One of the questions that we are often asked is how much can I invest tax-free in a pension scheme each year?
As a result, we thought that it would be useful to give an overview.
Private pension contributions are tax-free up to certain limits which for the current tax year are:
- 100% of earnings in the year;
- £40,000 a year annual allowance;
- and £1.25 million lifetime allowance.
It is important to recognise in this context that earnings are the total taxable income of an individual including dividends, property and investment income.
The contributions can be made into most private pension schemes such as:
- workplace pensions;
- personal and stakeholder pensions;
- and overseas pension schemes that qualify for UK tax relief.
The annual allowance applies across all of the schemes into which contributions are made rather than being a per scheme limit. In addition, this figure is for all the contributions made by the individual, their employer or any third party.
However, it is possible to carry back any unused annual allowance from the previous three tax years provided that the individual was a member of a registered pension scheme in those years.

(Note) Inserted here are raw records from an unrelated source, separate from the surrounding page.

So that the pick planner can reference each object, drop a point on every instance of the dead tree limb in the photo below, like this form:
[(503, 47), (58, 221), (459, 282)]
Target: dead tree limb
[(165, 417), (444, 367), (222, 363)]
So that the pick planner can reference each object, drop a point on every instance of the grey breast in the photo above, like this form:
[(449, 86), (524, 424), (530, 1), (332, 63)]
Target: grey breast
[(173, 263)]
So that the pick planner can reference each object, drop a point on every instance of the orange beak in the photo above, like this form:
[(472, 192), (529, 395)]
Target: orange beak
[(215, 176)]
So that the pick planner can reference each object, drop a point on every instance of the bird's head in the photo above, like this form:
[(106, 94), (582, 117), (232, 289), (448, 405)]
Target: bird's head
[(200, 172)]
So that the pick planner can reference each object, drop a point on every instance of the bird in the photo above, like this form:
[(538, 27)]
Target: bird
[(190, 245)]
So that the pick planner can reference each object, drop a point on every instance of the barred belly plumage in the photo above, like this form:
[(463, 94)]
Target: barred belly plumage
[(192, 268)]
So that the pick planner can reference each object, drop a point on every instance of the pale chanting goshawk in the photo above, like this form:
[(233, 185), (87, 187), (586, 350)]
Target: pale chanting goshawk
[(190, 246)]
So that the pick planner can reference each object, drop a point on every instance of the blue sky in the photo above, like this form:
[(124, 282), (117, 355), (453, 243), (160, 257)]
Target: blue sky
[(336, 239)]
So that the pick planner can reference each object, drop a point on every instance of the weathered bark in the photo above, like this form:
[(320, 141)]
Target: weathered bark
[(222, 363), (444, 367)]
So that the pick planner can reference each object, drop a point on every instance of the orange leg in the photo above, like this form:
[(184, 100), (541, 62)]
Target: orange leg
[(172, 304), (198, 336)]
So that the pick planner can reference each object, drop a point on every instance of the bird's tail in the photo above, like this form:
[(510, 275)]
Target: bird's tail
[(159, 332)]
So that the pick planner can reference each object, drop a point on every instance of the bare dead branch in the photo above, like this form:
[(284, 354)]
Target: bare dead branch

The annual allowance for the 2014-15 tax year was £40,000, for the 2013-14 tax year was £50,000 and for the 2012-13 tax year was £50,000.
There is nothing to prevent contributions above the limits but any additional sums will be taxed as part of the Self-Assessment tax return.
On the other hand, as it stands, tax relief is available on private pension contributions up to 100% of your annual earnings and, therefore, on contributions above the annual allowance. The amount of tax relief is based on the tax band of the individual.
There has been much speculation that this tax relief could be reduced as part of the upcoming Budget and we will include the details of any such change in our Budget Briefing.
If the tax due is more than £2,000, which equates to an additional payment of £5,000 by a tax payer in the Higher Rate tax band, this tax can be paid directly by the pension provider to HMRC from the pension pot.
Similarly, with the lifetime allowance, tax becomes payable once the threshold of £1.25 million is exceeded. For this, it is important to understand the difference between pension schemes.
Personal, stakeholder and most workplace schemes are designated as ‘Defined Contribution’ where the total monies paid in equate to the lifetime allowance.
However, there are still some workplace schemes that operate on a ‘Defined Benefit’ basis. Here, the initial lump sum plus twenty times the first year pension equates to the lifetime allowance.